The government would recoup its share of the equity at market value when a property was sold, if home owners had not already opted to buy out the government's interest.

That money would be returned to the fund to help other would-be buyers.

Mr Pallas said the fund would enable buyers to afford homes "around the median price", and while the government would oversee the scheme, it would effectively use the banks as partners to assess borrowers' capacity to repay mortgages.

"We are not talking about buying mansions, we are talking about people getting into a properly resourced and provisioned home," he said.

The state opposition said the fund was a "bandaid" and new state taxes on property and construction have contributed to the surge in house prices.

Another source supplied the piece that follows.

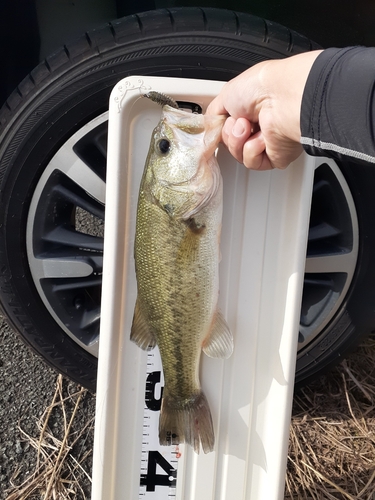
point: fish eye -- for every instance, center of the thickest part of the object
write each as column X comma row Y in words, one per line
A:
column 164, row 146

"These programs are part of their approach to give with one hand and take away with the other. The massive taxes on new homes have been jacked up to pay for Labor's mismanagement of infrastructure projects and their cost blowouts," shadow Treasurer David Davis said.

The homebuyer plan has been launched just as the Australian Prudential Regulation Authority tightens lending rules.

APRA has told the banks it wants them to assess new borrowers' ability to meet their loan repayments at an interest rate at least three percentage points above the loan product rate they are applying for.

Nationally, house prices have risen at the fastest rate in more than 30 years, with CoreLogic figures showing the value of Australia's residential real estate market has now surpassed $9 trillion.